I only had 0.1mm thick brass, so it required some attention getting something of a 3d effect while not etching through.
And after some coloring and varnish to keep it shiny.
Oh gee, if the injection-molded figures are that flat you might as well be using PE ones! Your work fattening them up and the sex change look good though.
I wanted to make a dustcover from 2mm acrylic. Bought cut, polished it, and… failed miserably. The glue ‘acrifix 920’ was suppost to be water thin, but came in a tube and was just regular glue consistency. In the end it don’t bond properly. (But that can be because of me.) After Glueing I removed the proteced wrapping and there where streaks in the plastic. Coul dnot polish them out, they where IN the plastic. Well that was a waste of time.
Chloroform is not easily accessible here and expensive. (Due to the 'Don’t breath this" characteristic of cholorform.) But Perhaps for next try, I try to buy that.
For the rest, I finished with the last people, random stuff, and searchlights. I should spread some more random crap around. But perhaps some other day. I want to continue with my Star Trek Diorama.
Well. Here it is.
Always drop your boat horizontally.
I have no idea who she is, but she must be important to get such a welcome.
Crane 1
Never sail out without your barrels of grog.
Crane 2
Safety regulations were a lot different in those days.
Don’t drop your bucket mate.
Just go to the hardware store to get a new bucket. If it isn’t closed due to covid-19.
Chloroform? I have never heard of such a thing. Where are you in this world? If in the States you can contact a purveyor of Plastic for displays and they can probably sell you the right Glue. It is a liquid, It is NOT Chloroform either.
Secondly all the edges of your case have to be polished to a very clear finish. That’s so when the glue runs between the perfectly STRAIGHT and LEVEL pieces it dries clear and un-noticeable. To achieve this you NEED an 36" minimum straightedge to use in the shop. You cannot have any variations or it will not hold.

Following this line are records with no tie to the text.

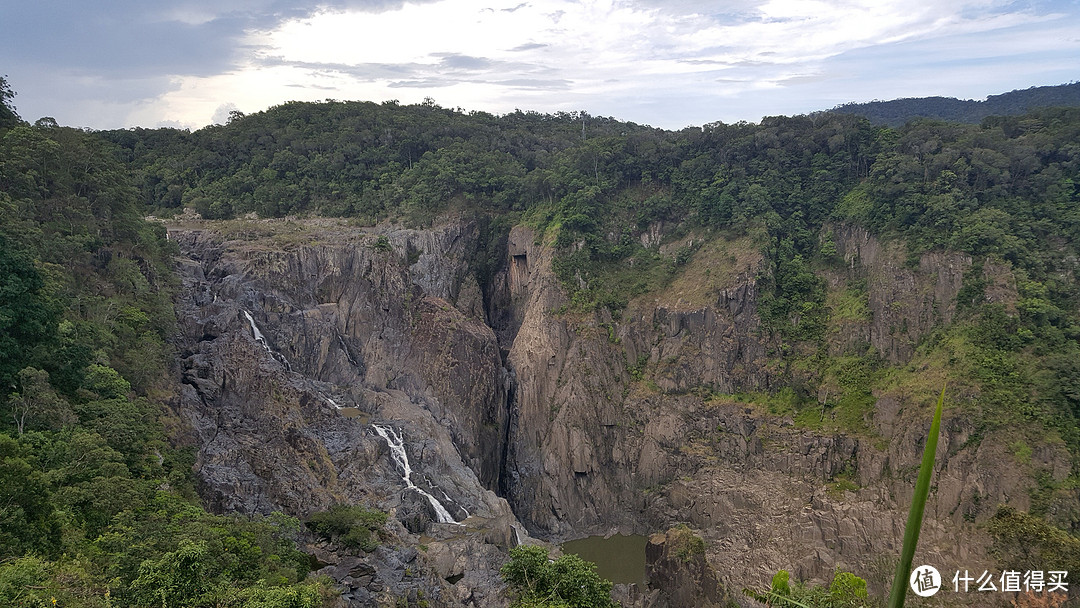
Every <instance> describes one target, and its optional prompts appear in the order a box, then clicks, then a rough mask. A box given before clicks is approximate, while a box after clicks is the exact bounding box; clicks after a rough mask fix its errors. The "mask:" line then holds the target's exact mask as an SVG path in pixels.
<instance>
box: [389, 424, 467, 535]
mask: <svg viewBox="0 0 1080 608" xmlns="http://www.w3.org/2000/svg"><path fill="white" fill-rule="evenodd" d="M372 427H373V428H375V432H376V433H378V434H379V436H380V437H382V438H384V440H387V445H388V446H390V456H391V457H392V458H393V459H394V462H396V463H397V465H399V467H401V468H402V471H404V475H403V476H402V478H403V479H405V485H406V486H407V487H408V489H410V490H416V491H418V492H420V494H422V495H423V496H424V498H427V499H428V502H430V503H431V506H432V508H433V509H434V510H435V517H436V518H437V519H438V523H440V524H457V525H459V526H460V525H461V524H458V523H457V522H455V521H454V517H453V516H451V515H450V512H449V511H447V510H446V508H445V506H443V503H442V502H438V499H436V498H435V497H433V496H431V495H430V494H428V492H426V491H423V489H422V488H419V487H417V486H416V484H414V483H413V478H411V477H413V468H411V467H410V465H409V463H408V455H407V454H405V441H404V440H403V438H402V436H401V435H399V434H397V432H396V431H394V429H393V427H380V425H379V424H372Z"/></svg>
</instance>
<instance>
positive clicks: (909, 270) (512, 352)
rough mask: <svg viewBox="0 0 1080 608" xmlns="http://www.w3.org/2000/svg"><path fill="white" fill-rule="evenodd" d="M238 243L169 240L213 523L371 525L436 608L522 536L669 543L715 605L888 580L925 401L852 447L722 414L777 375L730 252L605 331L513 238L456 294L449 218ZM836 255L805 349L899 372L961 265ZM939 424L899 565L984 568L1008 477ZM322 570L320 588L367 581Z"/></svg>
mask: <svg viewBox="0 0 1080 608" xmlns="http://www.w3.org/2000/svg"><path fill="white" fill-rule="evenodd" d="M240 226H241V228H239V229H238V228H235V227H234V226H233V227H231V228H229V229H228V230H226V229H224V228H220V227H207V226H201V227H183V226H177V227H174V228H173V229H172V230H171V235H172V238H173V239H175V240H176V241H177V242H178V244H179V245H180V248H181V251H183V252H184V254H185V257H184V258H181V259H183V264H181V268H183V269H184V276H185V289H184V297H183V299H181V301H180V305H179V310H180V320H181V326H183V328H184V334H183V339H181V340H180V350H181V359H183V366H184V371H183V376H184V383H185V390H184V393H183V397H181V398H180V400H179V402H178V403H177V410H178V413H179V415H180V417H181V419H183V420H184V421H185V422H186V427H187V429H188V438H189V441H190V442H192V443H193V444H195V445H198V446H199V458H198V462H197V469H198V470H199V473H200V476H201V478H202V479H203V482H204V490H205V495H206V497H207V498H208V500H210V501H211V503H212V504H213V505H215V506H216V508H217V509H220V510H238V511H242V512H267V511H271V510H275V509H282V510H285V511H287V512H289V513H294V514H300V515H303V514H306V513H309V512H311V511H312V510H318V509H324V508H325V506H327V505H328V504H330V503H332V502H335V501H349V502H363V503H368V504H374V505H377V506H380V508H382V509H387V510H391V511H392V512H393V513H394V515H395V519H396V522H399V523H400V524H401V526H402V530H401V533H402V535H403V538H405V537H406V536H407V535H409V533H424V535H427V537H426V539H427V538H428V537H430V538H433V539H434V541H433V542H428V541H427V540H426V541H424V543H426V546H428V548H429V551H428V552H426V553H424V554H423V555H421V556H420V557H418V559H420V563H421V564H422V565H423V568H427V570H424V571H431V572H437V573H438V576H434V577H433V578H432V579H431V580H433V581H435V582H434V583H430V584H428V583H426V584H428V586H427V587H426V589H428V590H429V591H430V590H435V591H437V592H438V594H440V595H438V597H441V598H443V600H445V602H446V603H448V604H451V603H465V604H468V603H472V604H474V605H477V606H481V605H494V604H495V603H497V602H499V600H503V599H504V598H503V599H496V598H494V597H492V596H491V592H490V590H491V589H496V590H497V589H498V584H497V583H496V582H495V581H497V577H496V570H497V568H498V565H499V563H500V559H502V558H503V557H502V556H504V553H502V552H503V551H504V549H505V548H507V546H509V545H511V544H513V542H514V537H516V535H517V531H516V530H518V529H521V526H522V525H524V526H525V527H526V528H527V529H528V531H529V532H530V533H532V535H535V536H537V537H540V538H544V539H550V540H561V539H567V538H572V537H580V536H584V535H588V533H596V532H604V533H606V532H609V531H615V530H620V531H623V532H631V531H634V532H639V533H651V532H654V531H657V530H666V529H669V528H670V527H671V526H673V525H675V524H677V523H686V524H689V525H690V526H691V527H693V528H696V529H697V530H699V531H700V533H701V536H702V537H703V538H704V541H705V551H704V557H703V559H707V564H710V565H711V567H712V568H713V569H715V571H716V572H717V576H718V580H719V581H720V583H723V584H724V585H727V586H728V587H730V589H733V590H739V589H741V587H743V586H765V585H767V584H768V581H769V579H770V578H771V576H772V573H773V572H775V571H777V570H778V569H779V568H786V569H788V570H791V571H792V573H793V575H794V576H795V577H797V578H801V579H819V580H825V579H828V578H831V576H832V573H833V570H834V569H835V568H837V567H839V568H843V569H849V570H851V571H854V572H855V573H858V575H860V576H862V577H864V578H867V579H868V580H869V582H870V586H872V590H873V591H877V592H880V591H881V589H882V587H883V585H886V584H887V583H888V581H889V580H890V577H891V568H892V562H891V559H893V556H894V555H895V554H896V553H897V552H899V546H900V541H901V537H902V533H903V526H904V523H905V521H906V515H907V513H906V510H907V505H908V502H909V500H910V492H912V487H913V486H914V478H915V474H916V469H917V467H918V462H919V459H920V456H921V449H922V447H921V446H922V444H923V441H924V437H926V432H927V429H928V428H929V418H930V417H929V414H928V409H927V407H926V405H927V403H926V402H928V401H929V400H930V398H932V395H922V394H907V393H905V392H904V391H903V390H900V389H897V390H890V391H885V392H882V393H881V394H879V395H876V400H877V404H876V406H875V407H874V410H873V411H870V413H868V414H867V415H866V417H865V420H864V422H865V428H866V429H867V431H866V432H862V433H847V432H822V431H810V430H807V429H804V428H800V427H797V425H796V424H795V422H794V421H793V419H792V418H791V417H789V416H784V415H778V414H773V413H771V411H770V410H769V409H768V408H765V407H761V406H760V405H756V404H754V403H751V402H746V401H742V400H740V398H738V397H735V396H733V395H731V393H737V392H739V391H755V390H757V391H765V390H769V389H771V388H774V387H775V386H777V384H778V382H780V375H781V369H780V368H779V367H778V365H779V364H778V361H777V359H775V357H774V354H773V353H774V349H775V346H777V344H775V342H774V341H773V340H772V338H770V336H769V334H768V332H767V330H766V329H765V328H764V327H762V325H761V321H760V319H759V316H758V314H757V285H756V282H757V276H758V274H759V272H760V271H761V268H762V266H761V259H760V255H759V254H758V253H757V251H756V248H755V247H754V246H753V245H752V244H751V243H750V242H748V241H746V240H733V241H730V242H729V241H724V240H723V239H716V240H714V241H712V242H710V243H708V244H706V245H705V246H703V247H702V248H699V251H698V254H696V255H694V256H693V259H692V260H691V261H690V262H689V265H688V266H687V267H686V268H685V269H683V270H681V271H680V273H679V275H678V276H677V278H676V279H675V282H674V283H673V284H672V285H671V288H669V289H666V291H665V292H664V293H662V294H650V295H647V296H643V297H640V298H637V299H636V300H634V301H632V302H631V303H630V306H629V307H627V308H626V310H625V311H624V312H623V313H622V314H620V315H619V316H617V317H612V316H611V315H610V314H608V313H607V312H595V313H579V312H567V307H566V306H565V305H566V303H567V300H566V295H565V294H564V291H563V289H562V286H561V285H559V282H558V281H557V280H556V278H555V275H554V273H553V272H552V259H553V255H554V254H553V249H552V248H551V247H550V246H549V245H548V244H545V243H544V242H543V240H542V238H541V235H538V234H535V233H534V232H532V231H531V230H529V229H527V228H523V227H518V228H515V229H514V230H513V231H512V232H511V233H510V235H509V239H508V247H507V252H505V257H504V259H503V262H502V267H501V270H500V271H499V272H498V273H496V274H495V276H494V278H492V279H491V280H490V282H489V283H487V284H484V285H481V284H478V283H477V280H476V278H475V276H476V275H475V273H473V272H471V271H470V268H469V265H468V260H469V258H470V256H471V254H472V252H473V249H474V248H475V247H476V246H477V231H476V228H475V227H474V226H473V225H472V224H470V222H469V221H453V222H448V224H446V225H444V226H441V227H436V228H432V229H428V230H403V229H391V228H380V229H357V228H351V227H348V226H345V225H338V224H334V222H330V221H329V220H322V224H319V222H318V221H309V222H306V224H301V225H300V227H299V228H298V229H297V230H296V231H294V232H288V231H287V230H285V229H284V228H283V226H285V225H284V224H282V222H279V224H276V225H273V228H272V229H269V228H260V226H264V227H265V226H270V225H269V224H264V225H259V224H258V222H248V224H246V225H245V224H244V222H240ZM283 234H284V235H283ZM836 243H837V249H838V255H839V257H840V258H842V259H843V264H842V266H841V267H839V268H837V269H833V270H831V271H828V273H827V274H828V275H827V276H826V279H827V280H828V282H829V284H831V289H832V291H833V292H836V291H840V289H848V288H849V287H850V286H851V285H852V284H855V283H860V284H862V285H864V286H865V287H864V292H865V296H864V297H865V309H866V312H865V314H861V315H854V316H852V317H849V319H846V320H838V321H836V322H835V323H833V325H832V327H833V329H832V332H833V333H834V335H833V336H832V337H831V338H829V349H835V350H836V352H838V353H842V352H845V349H849V348H852V344H855V343H868V344H870V346H873V347H874V348H875V349H876V350H877V351H878V352H880V353H882V355H883V356H885V357H886V359H887V360H889V361H891V362H894V363H904V362H907V361H909V360H910V359H912V356H913V353H914V348H915V344H916V343H917V342H918V340H919V339H921V338H922V337H923V336H926V335H927V334H928V333H929V332H930V329H931V328H932V327H933V326H934V324H936V323H941V322H947V321H948V320H949V319H950V317H951V314H953V313H954V311H955V299H956V295H957V293H958V292H959V289H960V286H961V282H962V279H963V275H964V272H967V271H968V269H969V268H970V267H971V264H972V260H971V259H970V258H967V257H964V256H959V255H954V254H947V253H940V254H928V255H924V256H922V257H920V258H918V259H917V260H915V264H913V262H910V261H907V257H906V254H905V255H902V252H901V248H900V246H899V245H897V244H895V243H886V242H881V241H879V240H877V239H876V238H874V237H873V235H869V234H867V233H866V232H865V231H861V230H859V229H854V228H847V227H839V228H837V229H836ZM1000 270H1001V269H998V270H997V271H994V272H995V275H1000V274H1002V273H1001V272H999V271H1000ZM995 281H996V283H994V284H995V285H997V287H996V291H995V289H990V291H988V292H987V293H988V294H997V295H996V296H994V297H1000V298H1002V300H1003V301H1008V299H1009V297H1010V296H1009V294H1010V285H1009V281H1008V279H1004V280H995ZM1013 293H1014V291H1013ZM248 314H249V315H251V320H248V319H247V315H248ZM841 321H842V323H841ZM260 336H261V338H260ZM946 418H947V419H946V421H945V424H944V427H943V436H942V440H941V443H940V447H939V459H937V471H936V476H935V489H934V491H933V492H932V495H931V499H930V503H929V505H928V511H927V513H928V517H927V522H926V524H924V526H923V536H922V540H921V542H920V551H919V554H918V555H917V557H916V559H917V560H923V562H927V563H932V564H935V565H937V567H939V569H940V570H942V571H946V570H948V569H950V568H953V569H955V568H961V569H964V568H966V569H975V568H978V567H980V566H982V567H986V568H991V567H993V563H991V560H990V559H989V557H988V556H987V538H986V536H985V533H984V532H983V531H982V530H981V528H980V527H978V524H980V523H982V522H983V521H985V518H986V517H987V516H988V515H989V514H990V513H991V512H993V509H994V508H996V505H997V504H999V503H1008V504H1016V505H1018V506H1021V508H1024V506H1026V505H1027V504H1028V501H1029V498H1028V496H1029V492H1028V490H1029V489H1030V487H1031V484H1032V482H1031V474H1030V471H1022V470H1021V469H1020V468H1017V467H1012V465H1010V460H1009V458H1010V457H1009V454H1008V452H1009V449H1008V441H1009V438H1008V437H1007V436H1004V435H1003V434H1000V433H999V434H995V433H990V434H982V431H981V430H980V429H981V427H980V425H978V424H977V423H976V422H977V421H975V420H971V419H969V418H966V415H964V413H962V411H958V410H953V411H950V413H948V414H947V416H946ZM373 421H374V422H378V423H381V424H389V425H392V427H393V428H395V429H397V430H399V431H401V432H402V433H403V434H404V437H405V447H406V449H407V451H408V454H409V456H410V458H411V459H413V469H414V474H413V479H414V482H415V483H416V484H417V485H418V486H419V487H420V488H421V489H423V490H424V491H428V492H430V494H431V495H433V496H435V497H437V498H438V500H440V501H442V502H443V503H444V504H445V505H446V509H447V511H448V512H449V513H450V514H451V515H453V516H454V518H455V519H459V521H467V522H468V523H469V526H467V527H465V528H467V529H468V530H469V531H468V533H458V532H461V531H462V530H461V528H460V527H459V526H456V525H455V524H438V523H433V522H434V519H435V517H436V514H435V513H433V512H432V509H431V506H430V504H429V502H428V501H427V500H426V499H424V498H423V496H422V495H421V494H420V492H418V491H414V490H408V491H405V484H404V482H403V479H402V473H401V470H400V468H399V467H396V465H395V463H394V462H393V460H392V458H391V455H390V454H389V450H388V447H387V442H384V441H383V440H381V438H380V437H378V436H377V435H376V434H375V433H374V432H373V431H372V427H370V424H369V422H373ZM1030 468H1034V469H1032V470H1038V471H1042V472H1045V473H1047V474H1050V475H1052V476H1053V478H1055V479H1061V478H1064V477H1065V476H1067V475H1068V474H1069V470H1070V464H1069V458H1068V454H1067V451H1066V450H1065V448H1064V447H1055V446H1052V445H1050V446H1045V447H1041V448H1040V449H1039V450H1037V452H1036V454H1034V455H1032V461H1031V463H1030ZM496 492H497V494H498V496H496ZM499 497H502V498H499ZM467 517H468V519H467ZM518 521H519V522H521V524H518ZM413 538H415V537H413ZM417 542H418V541H417ZM395 555H396V554H395ZM404 557H407V555H406V556H404ZM404 557H403V556H402V555H396V556H395V557H394V558H392V559H389V562H390V563H401V562H402V560H403V559H404ZM414 557H415V556H414ZM346 566H349V567H346ZM669 566H671V567H672V568H676V566H677V564H675V563H672V564H669ZM336 567H337V568H338V570H340V571H338V570H335V572H337V573H338V575H339V578H340V579H342V580H343V579H345V578H346V576H345V575H343V573H342V572H346V571H347V570H350V571H351V570H356V571H357V572H360V571H361V570H364V571H365V572H366V570H365V568H360V569H359V570H357V569H356V568H359V566H356V567H354V566H350V565H348V564H346V565H338V566H336ZM672 568H669V569H672ZM676 569H677V568H676ZM391 575H392V573H388V575H386V576H387V577H391V578H392V576H391ZM457 575H463V576H464V578H463V579H462V581H461V582H458V583H456V584H450V583H448V582H445V581H444V582H443V583H440V582H438V581H441V580H444V579H443V578H440V577H444V578H450V579H453V580H456V576H457ZM364 576H367V575H364ZM680 576H681V575H678V573H676V572H674V571H671V572H669V573H667V575H665V576H664V577H661V578H660V579H662V580H681V579H680V578H679V577H680ZM361 578H363V577H361ZM355 579H356V577H352V579H350V580H355ZM660 579H658V580H660ZM436 583H437V584H436ZM395 584H396V583H395ZM656 584H662V583H660V582H658V583H656ZM680 584H681V583H680ZM350 589H352V587H350ZM365 589H366V587H365ZM395 589H399V590H400V589H401V587H400V586H399V587H395ZM357 593H359V592H357ZM485 594H487V595H485ZM497 594H498V593H497V592H496V595H497ZM738 600H740V602H745V599H744V598H741V597H739V598H738Z"/></svg>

Although inconvienent I use “TAP” plastics in California. At least those employees and staff don’t have their head, - Well, You know. Here in TEXAS they don’t even have enough smarts to automatically know, for an outside display, because of the Sun, you use NON-Glare surface Lexan!
After seeing this at my Museum. When I was elected President I am very careful about buying Plastic Sheet… Plastic sheet ain’t cheap! Oh, Plastruct makes a good glue for that and so does Flexi-File Brand!
I’m from Holland. Cholorform is the wrong chemical. I meant: Dichloromethane. Most plastic welding glues are based on that. (I think.) And yeah the technique you described I wanted to use. Got my edged straight and polished as a mirror. But with that thick glue, the running-a-bead technique didn’t work.
In holland most professional stores recommend that acryfix. So far trusting ‘professionals’. I will google the ones you mentioned. Perhaps something comes up. Thnx!
Thank you for posting this build, so impressive! I have enjoyed your modeling skills and have really appreciated you showing what can be done with current 3D printers. You have a real eye for what looks interesting in a scene and every time I come back and look at these pictures I notice a new detail. Again thanks for sharing and well done!
Yeah it is a tad frustrating. Just when you think you are nearly done. Ah well, makes you grow I suppose.
I’ve bought some new acrylic cut to exact size for a good price. But because I’m quite busy lately with other stuff I did not have time to work on it. But I will document the results. (I’ve tested on test pieces a surprising familiar glue. (At least familiar to modellers.)
That’s a good idea! I Actually searched for it but I thought it was quite expensive (Here in Holland.) . And making myself would be cheaper. In hindsight I spend probably now more money because of all the failures. Let’s just say I’ve paid for the experience.
Hiding the joints is also a good idea I keep open. If it is necessary it will probably be brass. I’s what I’ve got. Stores are still semi closed due to covid.
That was amazing. The attention to detail was fantastic to say the least. You are a skilled and vary talented modeler. I am looking foreard to more of your works of art.